The resilience of a distributed microservice application depends fundamentally on how gracefully it can adapt to those all-too-certain environmental degradations and service failures. It is therefore not only a good, but essential practice that such applications be tested for how they will behave under various failure scenarios.

Because distributing an application across hosts introduces a crucially unreliable factor—the network—most failure testing scenarios justifiably focus only on network-related characteristics such as unexpected latencies or communication errors like timeouts. However, when applications are distributed, communication issues are not the only causes of failure. Capacity and performance mismatches between individual hosts, nodes or containers can wreak significant havoc as well. And, as an architecture progresses from a single, distributed microservice application to a set of applications built on top of shared services, and finally to a continually evolving, growing organic architecture, such mismatches become ubiquitous and the primary sources of failure.

In this post, we explore what chaos engineering is and how it is not only a good, but essential practice for distributed applications. We then turn to more advanced, organic microservice architectures and look at how their failure management needs can be better served by a cloud traffic controller.

The Trouble with Distributed Applications

Creating a distributed application is hard, particularly if it is designed to execute large-scale transactions and perform consistently at the upper end of what its components can support. Worse, the necessary tight coupling between the components that such applications require is inherently brittle and thus not only expensive to create, but even more costly to maintain.

This brittleness is not the result of component logic that is difficult to test. Functional tests are straightforward to create and automate at the unit and integration testing stages, but the non-functional behaviors of distributed applications are not only out of the architect’s control: they can’t even be tested without accurately simulating the actual application, at relevant scale and with realistic traffic.

Furthermore, setting up a staging environment that is a meaningful twin of the production environment is a massive project at scale, in particular if the production environment is dynamic, that is if it changes often. And, if microservices are “done properly,” the topology of the application, the dependencies between its services and their interaction behaviors are going to be evolving on a daily basis, if not continually. In such environments, the test environment is often no longer a meaningful representation of the production environment by the time the first chaos experiment is run.

As a result, it is vital to test in production.

Of course, the sheer number of tests that need to be written, run, analyzed and maintained to account for new services, previously unknown interdependencies and interactions is daunting—a burden that increases as a service architecture scales and gains complexity.
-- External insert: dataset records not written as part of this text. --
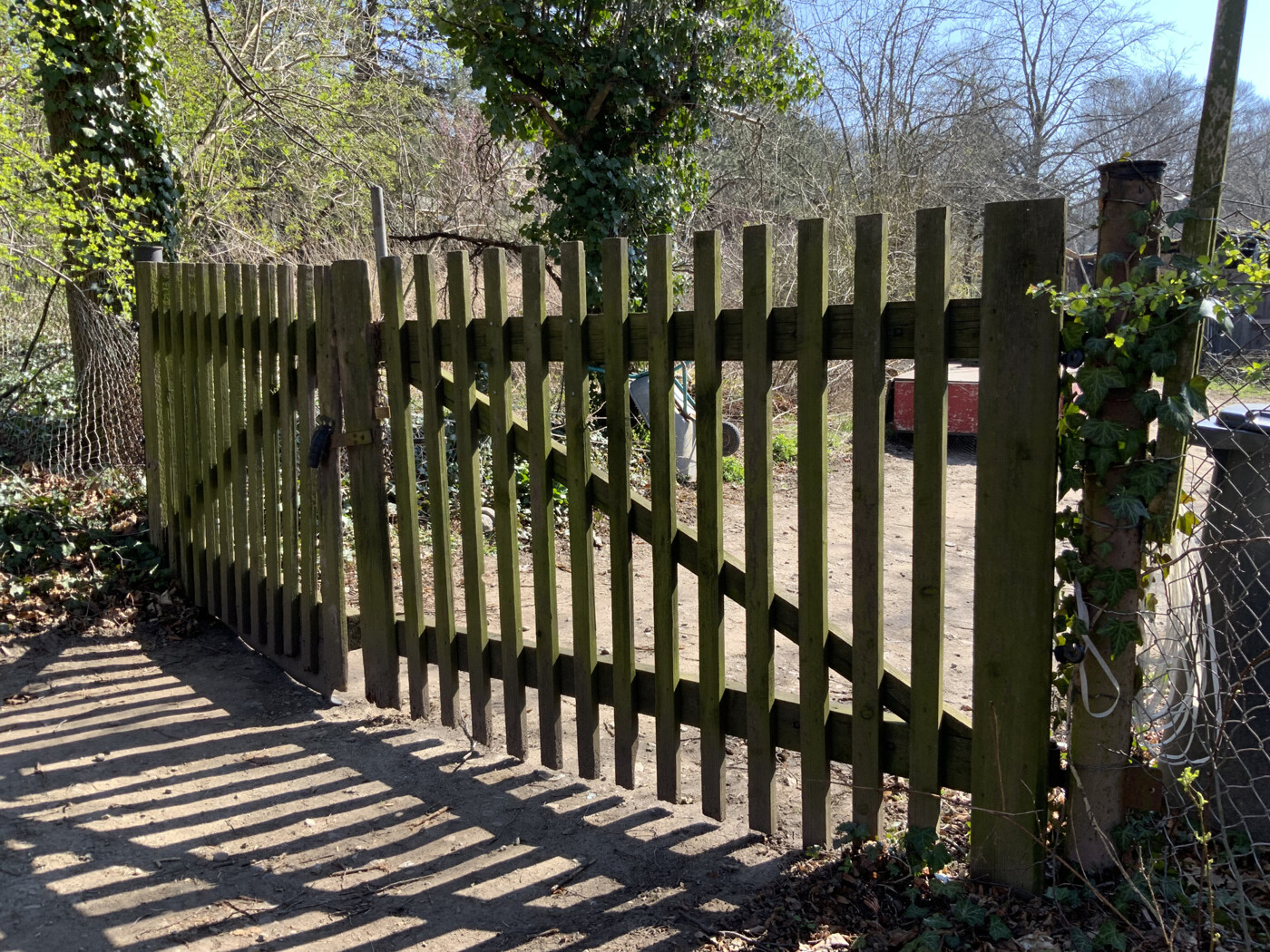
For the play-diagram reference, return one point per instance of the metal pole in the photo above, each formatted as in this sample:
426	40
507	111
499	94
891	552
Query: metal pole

Making Distributed Applications More Resilient with Chaos Engineering

“Chaos engineering” refers to the methodical design and implementation of experiments to test assumptions about—and discover previously unknown behaviors of—distributed service architectures. The premise is straightforward: since load spikes, errors and slowness are bound to happen, it is best to test our assumptions about how the architecture will behave when these degradations and failures occur. The ultimate goal with chaos engineering is to verify that the system will behave as expected during adverse conditions, and in case it won’t, to learn what steps can be taken to make it more resilient.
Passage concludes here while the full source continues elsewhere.